In 2007, the Supreme Court held that although DOT's customary procedure was to grant exemption after considering only primary impacts, DOT could not exempt Superferry unless it also considered "secondary" or "indirect" impacts. That decision changed everything.

The term "secondary impact" is not in the statute. HEPA was intended to cover only things directly affected by government action. This decision expands it to cover private activity indirectly resulting from that action. It's a huge change, and opens a floodgate of opportunities for activists.

Michael Lilly, former state attorney general, feels that DOT was right — its Maui pier improvements did not have impact sufficient to require an EIS. He feels the Supreme Court was wrong to impose the secondary impacts test. The burdens created for Superferry offends his sense of fairness — what about other ships, why not them, too? And how about other government projects, like rail — they are all in jeopardy.

Lilly feels HEPA is tougher than the environmental laws in other states and tougher than it needs to be. He wants the Legislature to take control of and return HEPA to the way it was intended, without the secondary impacts test. He has written to The Advertiser, the entire Legislature, the lieutenant governor and the attorney general, hoping they will push for this change.

THE REAL CHALLENGE

Can the silent majority afford to be silent? This imbalance won't go away by itself. If we are to have thoughtful policy and decent government, we must have countervailing power on these issues. This is the end of a game we may already have lost.

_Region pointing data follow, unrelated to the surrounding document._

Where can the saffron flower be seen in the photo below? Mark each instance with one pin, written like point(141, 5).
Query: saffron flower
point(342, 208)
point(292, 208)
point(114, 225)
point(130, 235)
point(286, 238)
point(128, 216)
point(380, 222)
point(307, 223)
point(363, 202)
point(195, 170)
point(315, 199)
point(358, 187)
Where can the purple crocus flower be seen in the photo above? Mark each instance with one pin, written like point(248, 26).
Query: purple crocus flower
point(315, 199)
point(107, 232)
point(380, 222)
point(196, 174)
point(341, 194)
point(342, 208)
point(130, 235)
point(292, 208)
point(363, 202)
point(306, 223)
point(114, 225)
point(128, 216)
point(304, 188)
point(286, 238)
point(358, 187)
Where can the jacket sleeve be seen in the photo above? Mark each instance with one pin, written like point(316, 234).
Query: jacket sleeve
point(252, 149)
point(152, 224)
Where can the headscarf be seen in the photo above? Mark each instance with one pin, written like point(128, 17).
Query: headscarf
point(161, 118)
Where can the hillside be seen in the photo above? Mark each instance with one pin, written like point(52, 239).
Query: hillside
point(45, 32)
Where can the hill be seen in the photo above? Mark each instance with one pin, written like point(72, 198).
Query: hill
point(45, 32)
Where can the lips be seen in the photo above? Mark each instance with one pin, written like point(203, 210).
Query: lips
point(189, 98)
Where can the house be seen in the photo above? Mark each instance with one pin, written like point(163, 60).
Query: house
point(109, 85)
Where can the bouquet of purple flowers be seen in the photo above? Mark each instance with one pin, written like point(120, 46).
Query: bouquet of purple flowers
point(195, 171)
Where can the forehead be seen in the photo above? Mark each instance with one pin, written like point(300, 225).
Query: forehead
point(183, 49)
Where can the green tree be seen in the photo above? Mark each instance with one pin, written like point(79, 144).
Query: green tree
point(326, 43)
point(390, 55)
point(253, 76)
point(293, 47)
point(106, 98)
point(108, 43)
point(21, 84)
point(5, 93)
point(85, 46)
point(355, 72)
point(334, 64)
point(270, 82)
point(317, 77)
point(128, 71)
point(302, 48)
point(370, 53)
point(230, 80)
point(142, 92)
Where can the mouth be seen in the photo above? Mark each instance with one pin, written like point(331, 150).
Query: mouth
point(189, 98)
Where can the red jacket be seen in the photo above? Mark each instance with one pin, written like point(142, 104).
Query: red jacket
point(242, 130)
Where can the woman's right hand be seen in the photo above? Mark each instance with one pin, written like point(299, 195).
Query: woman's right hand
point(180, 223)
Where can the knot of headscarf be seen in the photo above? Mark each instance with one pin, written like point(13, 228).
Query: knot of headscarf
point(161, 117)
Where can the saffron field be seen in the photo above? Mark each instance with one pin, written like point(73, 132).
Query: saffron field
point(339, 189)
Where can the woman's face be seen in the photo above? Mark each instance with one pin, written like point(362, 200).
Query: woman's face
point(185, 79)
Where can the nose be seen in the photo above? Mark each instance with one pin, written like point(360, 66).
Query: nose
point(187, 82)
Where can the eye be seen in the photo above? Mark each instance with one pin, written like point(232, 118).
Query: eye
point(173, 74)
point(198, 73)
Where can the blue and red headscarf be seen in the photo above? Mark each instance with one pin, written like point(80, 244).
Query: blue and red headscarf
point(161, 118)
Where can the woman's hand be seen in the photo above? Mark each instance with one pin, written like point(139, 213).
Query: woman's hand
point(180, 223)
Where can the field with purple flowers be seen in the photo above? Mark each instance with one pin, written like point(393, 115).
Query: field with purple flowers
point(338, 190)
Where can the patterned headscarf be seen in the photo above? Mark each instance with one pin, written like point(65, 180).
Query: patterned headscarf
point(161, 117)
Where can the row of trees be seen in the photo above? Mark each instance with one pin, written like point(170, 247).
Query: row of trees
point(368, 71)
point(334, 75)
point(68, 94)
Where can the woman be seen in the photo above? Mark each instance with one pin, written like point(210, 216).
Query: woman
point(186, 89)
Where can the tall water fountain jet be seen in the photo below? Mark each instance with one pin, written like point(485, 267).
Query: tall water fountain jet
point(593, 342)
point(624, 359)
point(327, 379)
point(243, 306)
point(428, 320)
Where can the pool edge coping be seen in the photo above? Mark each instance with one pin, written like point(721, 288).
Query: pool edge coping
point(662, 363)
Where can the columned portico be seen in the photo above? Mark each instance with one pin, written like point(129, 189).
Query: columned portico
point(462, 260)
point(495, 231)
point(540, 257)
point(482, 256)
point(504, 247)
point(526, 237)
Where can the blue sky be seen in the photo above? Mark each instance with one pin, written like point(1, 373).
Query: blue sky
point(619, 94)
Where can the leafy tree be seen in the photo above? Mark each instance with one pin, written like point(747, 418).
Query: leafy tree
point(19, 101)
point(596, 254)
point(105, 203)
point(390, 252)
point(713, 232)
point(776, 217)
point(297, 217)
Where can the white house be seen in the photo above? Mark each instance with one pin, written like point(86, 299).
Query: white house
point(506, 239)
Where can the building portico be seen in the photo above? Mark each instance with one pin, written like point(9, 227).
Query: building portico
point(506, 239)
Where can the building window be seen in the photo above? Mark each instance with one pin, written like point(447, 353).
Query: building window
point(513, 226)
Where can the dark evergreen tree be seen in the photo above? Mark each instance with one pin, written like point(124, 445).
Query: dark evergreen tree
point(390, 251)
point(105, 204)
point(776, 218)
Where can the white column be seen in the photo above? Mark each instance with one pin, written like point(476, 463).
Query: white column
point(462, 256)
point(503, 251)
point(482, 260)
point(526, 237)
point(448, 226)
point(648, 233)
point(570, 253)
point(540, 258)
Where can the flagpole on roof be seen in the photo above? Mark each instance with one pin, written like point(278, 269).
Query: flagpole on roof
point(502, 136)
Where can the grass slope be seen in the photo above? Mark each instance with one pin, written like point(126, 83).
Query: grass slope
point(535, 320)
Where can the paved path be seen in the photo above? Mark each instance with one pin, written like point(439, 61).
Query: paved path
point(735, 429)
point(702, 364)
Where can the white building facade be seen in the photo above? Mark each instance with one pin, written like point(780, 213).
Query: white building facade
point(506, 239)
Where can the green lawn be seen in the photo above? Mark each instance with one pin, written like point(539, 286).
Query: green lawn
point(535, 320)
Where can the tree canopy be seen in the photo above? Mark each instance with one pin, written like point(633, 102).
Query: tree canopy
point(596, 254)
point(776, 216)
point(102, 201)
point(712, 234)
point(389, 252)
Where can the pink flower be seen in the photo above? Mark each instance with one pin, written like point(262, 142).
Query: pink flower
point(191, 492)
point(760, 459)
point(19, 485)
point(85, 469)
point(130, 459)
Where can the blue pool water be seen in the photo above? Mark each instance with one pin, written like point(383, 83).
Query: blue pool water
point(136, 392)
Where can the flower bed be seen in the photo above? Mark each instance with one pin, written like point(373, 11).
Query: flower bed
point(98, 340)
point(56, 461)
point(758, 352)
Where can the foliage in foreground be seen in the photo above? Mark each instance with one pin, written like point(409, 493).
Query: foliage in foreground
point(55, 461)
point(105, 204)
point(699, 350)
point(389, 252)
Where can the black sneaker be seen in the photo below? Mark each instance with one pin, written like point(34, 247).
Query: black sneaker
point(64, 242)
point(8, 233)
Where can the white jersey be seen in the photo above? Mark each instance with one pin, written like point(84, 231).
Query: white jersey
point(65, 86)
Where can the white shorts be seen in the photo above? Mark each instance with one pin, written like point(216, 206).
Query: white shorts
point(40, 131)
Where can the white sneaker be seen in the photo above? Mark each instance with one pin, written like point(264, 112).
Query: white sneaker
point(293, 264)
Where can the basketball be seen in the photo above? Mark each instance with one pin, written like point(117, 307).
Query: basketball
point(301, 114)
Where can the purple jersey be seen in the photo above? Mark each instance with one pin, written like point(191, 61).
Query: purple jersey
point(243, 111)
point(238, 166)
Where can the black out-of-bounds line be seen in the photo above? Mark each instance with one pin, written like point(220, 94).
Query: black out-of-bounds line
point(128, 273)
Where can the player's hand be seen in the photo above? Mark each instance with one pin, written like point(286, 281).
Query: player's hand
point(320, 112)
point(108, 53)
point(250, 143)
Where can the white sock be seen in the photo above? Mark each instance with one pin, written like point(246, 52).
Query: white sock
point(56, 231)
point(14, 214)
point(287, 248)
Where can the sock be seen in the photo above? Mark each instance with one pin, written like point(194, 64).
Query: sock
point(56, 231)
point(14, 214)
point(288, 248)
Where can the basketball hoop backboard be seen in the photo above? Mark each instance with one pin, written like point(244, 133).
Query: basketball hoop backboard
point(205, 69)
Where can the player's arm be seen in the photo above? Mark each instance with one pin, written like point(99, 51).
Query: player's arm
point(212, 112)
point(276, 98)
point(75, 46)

We could ignore these issues and hope that someone will beat a path to our door and make another ferry. But that won't happen anytime soon. We've damaged our reputation, and it won't be easy to recover from what we've done.

We could support Michael Lilly's bill now or in a special session. Perhaps that would convince Wall Street that we have found the error of our ways and they'll come back and trust us well enough to try to build a ferry again.

Or, we could just wait for the activists to build a ferry.